The report praised JD Wetherspoon chairman Tim Martin for his efforts to recruit fellow industry leaders. “Tim Martin has written to 34 CEOs already contacted by [Borel] in the past inviting them [to] 15 different information sessions… from September 2013 to December 2013. Fifteen CEOs have so far answered positively and six have refused. Nine more are anticipated to accept the invitation. [Borel] anticipates that 12 of the 24 will sign the contract and pay the entry fee.”

And it urged other VAT Club members to do the same. “Now time is of the essence. We have only 18 months to win,” wrote Borel.

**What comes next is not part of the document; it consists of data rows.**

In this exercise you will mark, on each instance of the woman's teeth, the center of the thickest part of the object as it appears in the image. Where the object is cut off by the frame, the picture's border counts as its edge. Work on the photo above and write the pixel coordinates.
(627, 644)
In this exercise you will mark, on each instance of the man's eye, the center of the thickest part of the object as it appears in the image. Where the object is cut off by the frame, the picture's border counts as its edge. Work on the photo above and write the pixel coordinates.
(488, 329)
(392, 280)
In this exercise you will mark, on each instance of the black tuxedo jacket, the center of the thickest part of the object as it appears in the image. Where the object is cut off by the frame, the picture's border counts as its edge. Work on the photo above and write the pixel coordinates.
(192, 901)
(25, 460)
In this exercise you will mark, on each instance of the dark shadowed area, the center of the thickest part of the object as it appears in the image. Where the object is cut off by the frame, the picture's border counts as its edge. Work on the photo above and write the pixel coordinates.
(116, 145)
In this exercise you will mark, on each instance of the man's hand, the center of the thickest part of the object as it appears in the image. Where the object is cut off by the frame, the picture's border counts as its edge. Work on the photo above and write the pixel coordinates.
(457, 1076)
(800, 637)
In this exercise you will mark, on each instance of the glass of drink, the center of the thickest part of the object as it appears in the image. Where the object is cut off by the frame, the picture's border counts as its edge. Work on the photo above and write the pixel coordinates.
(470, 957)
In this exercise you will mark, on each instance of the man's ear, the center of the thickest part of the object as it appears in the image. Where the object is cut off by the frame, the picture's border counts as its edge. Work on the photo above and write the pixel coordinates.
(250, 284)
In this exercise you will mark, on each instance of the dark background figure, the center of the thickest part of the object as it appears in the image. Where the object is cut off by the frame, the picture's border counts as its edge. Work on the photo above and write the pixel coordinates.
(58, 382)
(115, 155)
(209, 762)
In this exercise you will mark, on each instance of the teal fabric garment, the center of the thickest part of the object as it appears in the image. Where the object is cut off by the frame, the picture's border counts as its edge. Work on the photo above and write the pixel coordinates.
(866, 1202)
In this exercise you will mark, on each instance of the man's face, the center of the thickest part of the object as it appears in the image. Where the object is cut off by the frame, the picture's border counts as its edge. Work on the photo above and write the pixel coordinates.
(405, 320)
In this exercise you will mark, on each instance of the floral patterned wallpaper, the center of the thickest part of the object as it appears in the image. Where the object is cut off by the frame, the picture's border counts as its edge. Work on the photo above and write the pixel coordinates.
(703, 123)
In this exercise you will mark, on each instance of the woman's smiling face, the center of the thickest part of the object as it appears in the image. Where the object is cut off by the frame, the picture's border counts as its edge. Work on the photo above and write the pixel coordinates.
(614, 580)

As the campaign intensifies, its expenses have increased from £1,000 per calendar day up to December 2012 to £1,528 in the third quarter of 2013 - in part to fund the recent Tax Parity Day on 25 September.

Borel update
Borel told M&C Report: “The London office has been approved on the condition that we raise revenues at a certain level in October, November and December. The odds of that are 70% to 80%.”

He explained this was necessary as “England has been the most difficult country to campaign in - much more difficult than any of the others, because the English are sceptical. But I remain very confident that we will win - even more so after the success of the Tax Parity Day”.

Borel said VAT Club members had provided “excellent feedback” on the Autumn Estimate 2013 report, and “they are excited that the campaign is going to accelerate”.